Sezai Ozan Zeybek: Genetiği değiştirilmiş organizmalar (GDO) konusunda şu an dünyada ve Türkiye’de pek çok tartışma ve sanırım bir tür kafa karışıklığı var. Pek çok insan GDO’ya çeşitli sebeplerle itiraz ediyor. Yapılan anketler pek çok ülkede hâlâ büyük bir kesimin GDO’ya karşı olduğunu gösteriyor. Fakat buna rağmen hemen her yerde GDO’lu tarımla ilgili yeni yasal düzenlemeler yapılıyor. Hükümetler, kimi zaman kamuoyunu yok sayacak bir kararlılıkla GDO konusunda adımlar atıyor.
Ölüm Tohumları isimli kitabınızda bu konulara değiniyorsunuz; GDO’nun aynı zamanda büyük bir siyasi proje olduğundan bahsediyorsunuz.

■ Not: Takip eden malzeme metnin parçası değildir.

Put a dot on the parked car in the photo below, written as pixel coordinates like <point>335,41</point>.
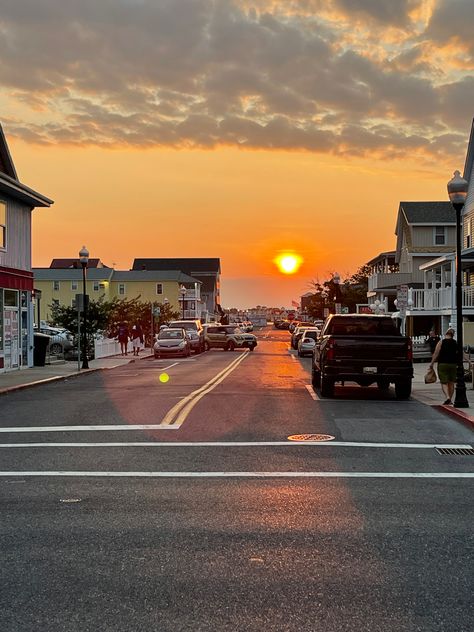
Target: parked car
<point>297,334</point>
<point>228,337</point>
<point>61,340</point>
<point>173,342</point>
<point>194,330</point>
<point>362,348</point>
<point>307,342</point>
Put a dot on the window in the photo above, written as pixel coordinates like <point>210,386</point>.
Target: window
<point>440,235</point>
<point>3,225</point>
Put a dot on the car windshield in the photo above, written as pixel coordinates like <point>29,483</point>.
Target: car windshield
<point>185,325</point>
<point>170,334</point>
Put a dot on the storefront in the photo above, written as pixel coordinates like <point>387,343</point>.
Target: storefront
<point>16,323</point>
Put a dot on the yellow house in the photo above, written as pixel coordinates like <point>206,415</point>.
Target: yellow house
<point>61,285</point>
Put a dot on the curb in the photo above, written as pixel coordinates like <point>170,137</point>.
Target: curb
<point>59,378</point>
<point>464,418</point>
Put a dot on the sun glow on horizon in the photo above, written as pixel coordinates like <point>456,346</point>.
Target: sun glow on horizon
<point>288,262</point>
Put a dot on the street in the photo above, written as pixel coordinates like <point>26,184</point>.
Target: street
<point>166,495</point>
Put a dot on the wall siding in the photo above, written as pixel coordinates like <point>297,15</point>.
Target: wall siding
<point>18,252</point>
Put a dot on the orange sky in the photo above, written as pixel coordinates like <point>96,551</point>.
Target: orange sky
<point>242,206</point>
<point>235,129</point>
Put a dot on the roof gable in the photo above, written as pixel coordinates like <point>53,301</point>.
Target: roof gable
<point>6,163</point>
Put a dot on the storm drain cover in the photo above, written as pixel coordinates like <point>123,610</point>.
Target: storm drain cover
<point>456,451</point>
<point>309,437</point>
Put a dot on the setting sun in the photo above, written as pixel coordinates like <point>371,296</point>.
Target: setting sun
<point>288,263</point>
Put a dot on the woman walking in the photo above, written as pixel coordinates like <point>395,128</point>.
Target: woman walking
<point>446,355</point>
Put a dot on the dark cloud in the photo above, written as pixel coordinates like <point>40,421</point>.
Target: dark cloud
<point>199,73</point>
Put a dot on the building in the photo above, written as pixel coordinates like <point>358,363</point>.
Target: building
<point>63,280</point>
<point>17,202</point>
<point>207,271</point>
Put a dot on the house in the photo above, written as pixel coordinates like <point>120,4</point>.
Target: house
<point>62,281</point>
<point>206,270</point>
<point>437,298</point>
<point>17,202</point>
<point>425,231</point>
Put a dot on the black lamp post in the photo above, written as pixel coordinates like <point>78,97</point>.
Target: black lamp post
<point>84,259</point>
<point>37,294</point>
<point>182,291</point>
<point>457,191</point>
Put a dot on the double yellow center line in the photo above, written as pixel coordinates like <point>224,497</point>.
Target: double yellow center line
<point>178,414</point>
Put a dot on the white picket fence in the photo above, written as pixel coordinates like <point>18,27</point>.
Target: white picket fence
<point>105,347</point>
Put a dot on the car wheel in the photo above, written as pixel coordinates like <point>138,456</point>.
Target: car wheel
<point>315,378</point>
<point>56,348</point>
<point>403,389</point>
<point>327,386</point>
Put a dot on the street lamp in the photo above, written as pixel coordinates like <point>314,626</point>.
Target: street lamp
<point>182,291</point>
<point>84,259</point>
<point>457,191</point>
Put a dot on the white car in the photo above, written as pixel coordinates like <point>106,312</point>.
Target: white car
<point>307,342</point>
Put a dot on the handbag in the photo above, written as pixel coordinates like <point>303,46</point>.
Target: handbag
<point>430,376</point>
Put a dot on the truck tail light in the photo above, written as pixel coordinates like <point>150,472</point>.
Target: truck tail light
<point>330,350</point>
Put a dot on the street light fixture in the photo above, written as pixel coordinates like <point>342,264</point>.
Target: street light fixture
<point>84,259</point>
<point>182,291</point>
<point>457,191</point>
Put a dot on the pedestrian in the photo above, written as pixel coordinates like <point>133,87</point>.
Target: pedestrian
<point>137,339</point>
<point>446,355</point>
<point>123,336</point>
<point>432,340</point>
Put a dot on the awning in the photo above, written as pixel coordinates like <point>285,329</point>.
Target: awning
<point>13,279</point>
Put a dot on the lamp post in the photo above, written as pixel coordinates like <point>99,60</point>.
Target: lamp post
<point>182,291</point>
<point>84,259</point>
<point>457,191</point>
<point>37,294</point>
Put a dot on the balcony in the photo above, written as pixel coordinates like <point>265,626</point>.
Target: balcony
<point>441,299</point>
<point>384,280</point>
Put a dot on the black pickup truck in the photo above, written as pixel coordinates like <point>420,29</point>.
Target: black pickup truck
<point>362,348</point>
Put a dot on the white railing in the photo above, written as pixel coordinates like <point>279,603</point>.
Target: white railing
<point>440,299</point>
<point>105,347</point>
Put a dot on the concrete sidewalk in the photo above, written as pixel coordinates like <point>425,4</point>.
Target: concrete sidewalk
<point>17,380</point>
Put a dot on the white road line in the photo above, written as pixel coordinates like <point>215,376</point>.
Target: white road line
<point>311,391</point>
<point>82,474</point>
<point>235,444</point>
<point>131,427</point>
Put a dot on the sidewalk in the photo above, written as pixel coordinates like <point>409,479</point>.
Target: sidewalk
<point>16,380</point>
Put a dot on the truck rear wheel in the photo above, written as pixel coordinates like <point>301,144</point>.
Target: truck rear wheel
<point>403,389</point>
<point>315,378</point>
<point>327,386</point>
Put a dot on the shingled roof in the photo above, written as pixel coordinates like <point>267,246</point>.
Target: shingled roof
<point>428,212</point>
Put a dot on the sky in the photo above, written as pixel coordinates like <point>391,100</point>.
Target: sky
<point>239,129</point>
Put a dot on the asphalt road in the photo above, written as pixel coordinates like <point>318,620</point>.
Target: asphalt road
<point>130,503</point>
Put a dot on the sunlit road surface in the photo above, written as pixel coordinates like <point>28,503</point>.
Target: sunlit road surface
<point>131,503</point>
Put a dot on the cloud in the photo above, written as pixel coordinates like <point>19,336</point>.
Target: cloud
<point>263,74</point>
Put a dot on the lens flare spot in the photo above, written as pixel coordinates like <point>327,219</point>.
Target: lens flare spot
<point>288,262</point>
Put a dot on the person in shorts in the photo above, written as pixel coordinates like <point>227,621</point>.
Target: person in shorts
<point>446,355</point>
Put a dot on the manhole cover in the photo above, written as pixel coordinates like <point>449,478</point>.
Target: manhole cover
<point>310,437</point>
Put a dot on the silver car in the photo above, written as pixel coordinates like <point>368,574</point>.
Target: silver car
<point>172,342</point>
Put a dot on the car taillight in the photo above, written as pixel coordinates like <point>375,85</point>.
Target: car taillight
<point>330,351</point>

William Engdahl: Evet, bu doğru. Amerikan Dışişleri Bakanı Henry Kissinger’in 1970’lerdeki bir sözünü hatırlatmak istiyorum önce. Kissinger, “petrolü kontrol edersen ulusları kontrol edersin, yiyeceği kontrol edersen insanları kontrol edersin”, demişti. Sanıyorum Amerikan dış siyasetini değerlendirirken bunu hep akılda tutmamız gerekir.
GDO’lu gıdalar çok tehlikeli bir siyasi projenin parçası. Amaç, dünyadaki tüm gıda üretimini birkaç şirketin tekelinde toplamak, bu şekilde milyonlarca insanın hayatını kontrol etmek.

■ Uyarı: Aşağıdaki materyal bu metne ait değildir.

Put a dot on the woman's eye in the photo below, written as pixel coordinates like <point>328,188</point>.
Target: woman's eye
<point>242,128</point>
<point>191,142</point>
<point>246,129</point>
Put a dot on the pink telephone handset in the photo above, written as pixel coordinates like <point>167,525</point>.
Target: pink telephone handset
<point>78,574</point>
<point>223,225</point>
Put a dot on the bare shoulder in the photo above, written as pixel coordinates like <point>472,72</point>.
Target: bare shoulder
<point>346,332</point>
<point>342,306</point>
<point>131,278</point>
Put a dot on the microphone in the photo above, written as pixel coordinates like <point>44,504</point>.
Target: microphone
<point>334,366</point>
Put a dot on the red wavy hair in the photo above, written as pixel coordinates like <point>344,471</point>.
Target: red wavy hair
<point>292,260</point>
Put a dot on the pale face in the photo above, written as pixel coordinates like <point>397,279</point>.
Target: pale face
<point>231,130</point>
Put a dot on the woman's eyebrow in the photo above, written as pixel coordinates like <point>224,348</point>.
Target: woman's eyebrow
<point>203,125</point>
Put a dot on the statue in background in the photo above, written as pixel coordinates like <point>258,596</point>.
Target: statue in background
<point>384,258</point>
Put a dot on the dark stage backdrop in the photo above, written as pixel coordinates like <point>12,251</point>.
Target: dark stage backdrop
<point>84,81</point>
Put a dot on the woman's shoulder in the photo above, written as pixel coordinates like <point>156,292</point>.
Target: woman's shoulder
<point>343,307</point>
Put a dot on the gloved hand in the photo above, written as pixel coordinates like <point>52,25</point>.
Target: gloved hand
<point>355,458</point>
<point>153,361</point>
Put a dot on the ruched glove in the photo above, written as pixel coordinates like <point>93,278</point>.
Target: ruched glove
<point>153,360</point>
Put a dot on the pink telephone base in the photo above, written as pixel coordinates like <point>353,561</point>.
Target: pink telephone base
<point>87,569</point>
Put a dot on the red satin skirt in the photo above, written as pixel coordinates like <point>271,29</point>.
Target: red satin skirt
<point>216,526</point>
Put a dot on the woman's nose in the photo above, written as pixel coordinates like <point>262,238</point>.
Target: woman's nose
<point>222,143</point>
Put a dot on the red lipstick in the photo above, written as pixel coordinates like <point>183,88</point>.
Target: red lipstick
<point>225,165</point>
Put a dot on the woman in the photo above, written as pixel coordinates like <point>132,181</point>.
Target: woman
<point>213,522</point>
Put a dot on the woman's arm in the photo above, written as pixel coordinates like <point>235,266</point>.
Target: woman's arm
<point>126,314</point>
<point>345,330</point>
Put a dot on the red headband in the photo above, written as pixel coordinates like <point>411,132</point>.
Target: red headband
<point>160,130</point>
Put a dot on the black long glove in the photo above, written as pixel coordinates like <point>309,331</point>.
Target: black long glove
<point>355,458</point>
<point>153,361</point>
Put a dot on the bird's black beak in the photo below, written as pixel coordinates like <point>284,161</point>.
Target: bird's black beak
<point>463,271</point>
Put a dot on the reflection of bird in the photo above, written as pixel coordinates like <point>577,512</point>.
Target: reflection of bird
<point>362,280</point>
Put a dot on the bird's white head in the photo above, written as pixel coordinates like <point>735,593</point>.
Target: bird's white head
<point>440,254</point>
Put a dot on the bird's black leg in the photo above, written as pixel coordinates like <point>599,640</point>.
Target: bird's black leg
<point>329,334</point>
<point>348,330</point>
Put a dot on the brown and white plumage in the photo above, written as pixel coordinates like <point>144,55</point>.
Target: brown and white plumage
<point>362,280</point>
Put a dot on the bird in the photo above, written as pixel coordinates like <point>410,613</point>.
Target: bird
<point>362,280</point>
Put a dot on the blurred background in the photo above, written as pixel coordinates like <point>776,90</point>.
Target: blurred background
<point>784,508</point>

Burada kâr hırsının ötesinde birtakım emeller de var, bunun altını çizmek istiyorum. Dünya üzerindeki hayatı azaltmaya yönelik bir projeden bahsediyoruz: Kim yaşayacak, kim ölecek? Şu an önümüzdeki mesele bu!
SOZ: Biraz açar mısınız?
WE: Bunun için biraz geriye gitmemiz gerekiyor; çünkü GDO projesi zannettiğimiz kadar yeni değil. GDO’yu destekleyenlerin kim olduğuna bakmamız gerekiyor öncelikle. Bu işteki para hareketlerini takip ettiğimiz zaman karşımıza devamlı aynı isimler çıkıyor. Mesela Rockefeller ailesi…
1950’li yıllarda Rockefeller grubu tarıma yönelik yeni bir girişimde bulunma kararı aldı. Buna “agro-business” dediler. Amaçları, aynı petrolde olduğu gibi bir monopol oluşturmak ve bütün ülkeleri belirli birkaç tarım ürününe bağımlı kılmak idi.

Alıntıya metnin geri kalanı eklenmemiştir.